Falhammar H, Thorén M, Hagenfeldt K
Department of Endocrinology, Metabolism and Diabetes, Karolinska University Hospital and Karolinska Institute, Stockholm, Sweden.
J Endocrinol Invest. 2008 Feb;31(2):176-80. doi: 10.1007/BF03345586.

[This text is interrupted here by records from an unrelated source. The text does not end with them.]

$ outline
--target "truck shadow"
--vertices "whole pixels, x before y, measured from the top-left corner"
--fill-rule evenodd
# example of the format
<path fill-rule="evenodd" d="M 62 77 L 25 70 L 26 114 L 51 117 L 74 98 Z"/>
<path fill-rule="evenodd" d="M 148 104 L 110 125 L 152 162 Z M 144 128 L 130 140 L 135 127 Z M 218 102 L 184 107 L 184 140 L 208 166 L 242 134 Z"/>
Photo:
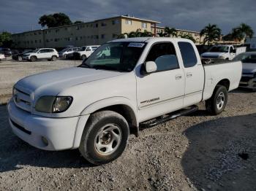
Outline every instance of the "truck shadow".
<path fill-rule="evenodd" d="M 199 190 L 255 190 L 256 114 L 224 117 L 186 130 L 181 165 Z"/>
<path fill-rule="evenodd" d="M 93 166 L 78 149 L 44 151 L 24 142 L 12 133 L 6 106 L 0 106 L 0 173 L 18 170 L 24 165 L 53 168 Z"/>

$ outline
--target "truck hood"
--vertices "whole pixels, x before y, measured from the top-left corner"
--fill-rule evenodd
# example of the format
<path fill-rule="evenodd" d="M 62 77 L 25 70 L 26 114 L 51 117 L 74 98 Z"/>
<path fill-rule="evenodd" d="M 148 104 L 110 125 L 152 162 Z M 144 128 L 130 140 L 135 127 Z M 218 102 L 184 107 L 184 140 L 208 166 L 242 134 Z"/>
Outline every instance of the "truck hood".
<path fill-rule="evenodd" d="M 56 96 L 64 89 L 76 85 L 113 77 L 124 73 L 73 67 L 29 76 L 19 80 L 15 87 L 34 96 Z"/>
<path fill-rule="evenodd" d="M 225 52 L 207 52 L 201 54 L 202 57 L 211 57 L 211 58 L 218 58 L 225 55 Z"/>
<path fill-rule="evenodd" d="M 256 63 L 243 63 L 243 73 L 256 73 Z"/>

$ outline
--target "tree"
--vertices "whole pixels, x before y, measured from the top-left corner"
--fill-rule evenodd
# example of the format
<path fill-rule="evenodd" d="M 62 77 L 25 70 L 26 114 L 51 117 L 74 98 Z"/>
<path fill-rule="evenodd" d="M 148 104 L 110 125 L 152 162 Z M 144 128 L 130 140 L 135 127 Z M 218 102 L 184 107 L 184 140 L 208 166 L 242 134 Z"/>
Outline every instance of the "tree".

A 31-yr-old woman presenting with a history of hirsutism, amenorrhea, and infertility was previously assumed to have polycystic ovary syndrome. A new gynecological-endocrine evaluation demonstrated elevated testosterone/SHBG ratio, serum 17-hydroxyprogesterone (17-OHP), and urinary pregnantriol. She was diagnosed with non-classic congenital adrenal hyperplasia. In spite of treatment with dexamethasone and fludrocortisone in doses that suppressed adrenal androgens and 17-OHP into normal range or below, she did not ovulate. Clomiphene citrate and then FSH/hCG treatment in several cycles gave no consistent ovulation. Progesterone levels remained elevated throughout the cycles indicating a possible contribution from the adrenals. Oral glucose tolerance was normal, but the homeostasis model assessment index indicated insulin resistance. With metformin 1500 mg daily the index decreased remarkably from 2.77 to 0.96 with a few ovulations but no pregnancy occurred. Three cycles of IVF treatment thereafter were unsuccessful. Three months after the last in vitro fertilization (IVF) cycle, still on dexamethasone, fludrocortisone, and metformin, her menstruations became regular and she thereafter became pregnant. During pregnancy metformin was discontinued and dexamethasone replaced with prednisolone. Mild gestational diabetes developed and insulin was given. A healthy boy was born at term by elective Cesarean section. A CYP21- gene analysis had not indicated any of the known mutations but after gene sequencing a novel mutation was found, namely R233G. This case confirms the necessity of adding an analysis of 17-OHP when evaluating women with hirsutism and menstrual disturbances and if an elevated value is found, the advantage of performing a mutation analysis to facilitate counseling and decisions on treatment.
一名31岁女性,有多毛、闭经和不孕史,此前被诊断为多囊卵巢综合征。一项新的妇科内分泌评估显示,睾酮/性激素结合球蛋白(SHBG)比值、血清17-羟孕酮(17-OHP)和尿孕三醇升高。她被诊断为非经典型先天性肾上腺皮质增生症。尽管使用地塞米松和氟氢可的松治疗,将肾上腺雄激素和17-OHP抑制到正常范围或以下,但她仍未排卵。在几个周期中使用枸橼酸氯米芬,然后使用促卵泡生成素/人绒毛膜促性腺激素(FSH/hCG)治疗,均未出现持续排卵。整个周期中孕酮水平持续升高,提示肾上腺可能有一定作用。口服葡萄糖耐量正常,但稳态模型评估指数提示存在胰岛素抵抗。每日服用1500毫克二甲双胍后,该指数从2.77显著降至0.96,有几次排卵,但未怀孕。此后三个周期的体外受精(IVF)治疗均未成功。最后一次IVF周期结束三个月后,她仍在服用地塞米松、氟氢可的松和二甲双胍,月经变得规律,随后怀孕。孕期停用二甲双胍,地塞米松换成泼尼松龙。出现轻度妊娠期糖尿病,给予胰岛素治疗。足月时通过择期剖宫产分娩出一个健康男婴。CYP21基因分析未显示任何已知突变,但基因测序后发现了一个新突变,即R233G。该病例证实,在评估有多毛和月经紊乱的女性时,有必要增加17-OHP分析;如果发现该值升高,进行突变分析有助于咨询和治疗决策。